As reported here, on March 30th Judge Legg granted a temporary stay of his ruling in Woollard v. Sheridan. In that case, he ruled that the “good and substantial reason” requirement to receive a Maryland handgun permit was unconstitutional.
The temporary stay order set three deadlines for briefs to be filed. The first was an April 19th deadline for the state. The second is May 9th for the plaintiff’s response. And a final brief is due from the state on May 23rd. Following that, Judge Legg will issue his decision on whether or not a permanent stay is appropriate while the ruling is being appealed.
Today, as ordered, the state submitted their first brief in support of their motion for a permanent stay pending appeal.
The state made several arguments in their brief which can only be described as jaw-droppingly misleading.
They start by expressing deep concern for those who do have a “good and substantial reason” to receive a handgun permit and how unfair this ruling could be to them because in the event that the state wins their appeal, they plan on revoking any permits issued during the interim. They fail to mention that “good and substantial reason” is often a code word for “campaign donor” in may-issue states such as Maryland.
They then go on to make the astonishing argument that, despite the almost universal experience of the rest of the country to the contrary, “shall issue” laws “likely increase the rate of aggravated assaults.” Without going into too much detail here, I will direct you to page 35 of Guy Smith’s Gun Facts for an excellent summarization of the data and studies which debunk this particular assertion.
The next argument they make is to parrot the thoroughly discredited VPC claims about permit holders committing crimes.

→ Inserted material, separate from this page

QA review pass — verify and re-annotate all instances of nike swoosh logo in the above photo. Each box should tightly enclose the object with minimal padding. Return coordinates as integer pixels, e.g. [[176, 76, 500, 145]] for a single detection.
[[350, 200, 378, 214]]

Please take a moment to read my earlier article on just how flawed that particular claim was.
Finally, they made the assertion that a restriction on handguns did not foreclose armed self-defense since long guns could be legally carried openly for self-defense outside the home. I imagine that the first Baltimore citizen who tries such a thing will be treated with all the courtesy that the Baltimore PD can muster.
In summary, I do not think the state did itself any favors with this brief. The plaintiffs will certainly have no problem taking apart each of these arguments thoroughly. And I believe Judge Legg’s reaction to the brief will be nothing short of irritation. He is no stranger to the topic of Second Amendment jurisprudence nor is he one to be swayed by simple-minded, emotional arguments unsupported by facts. To be treated as if he were would seem to be little more than an insult to his intelligence.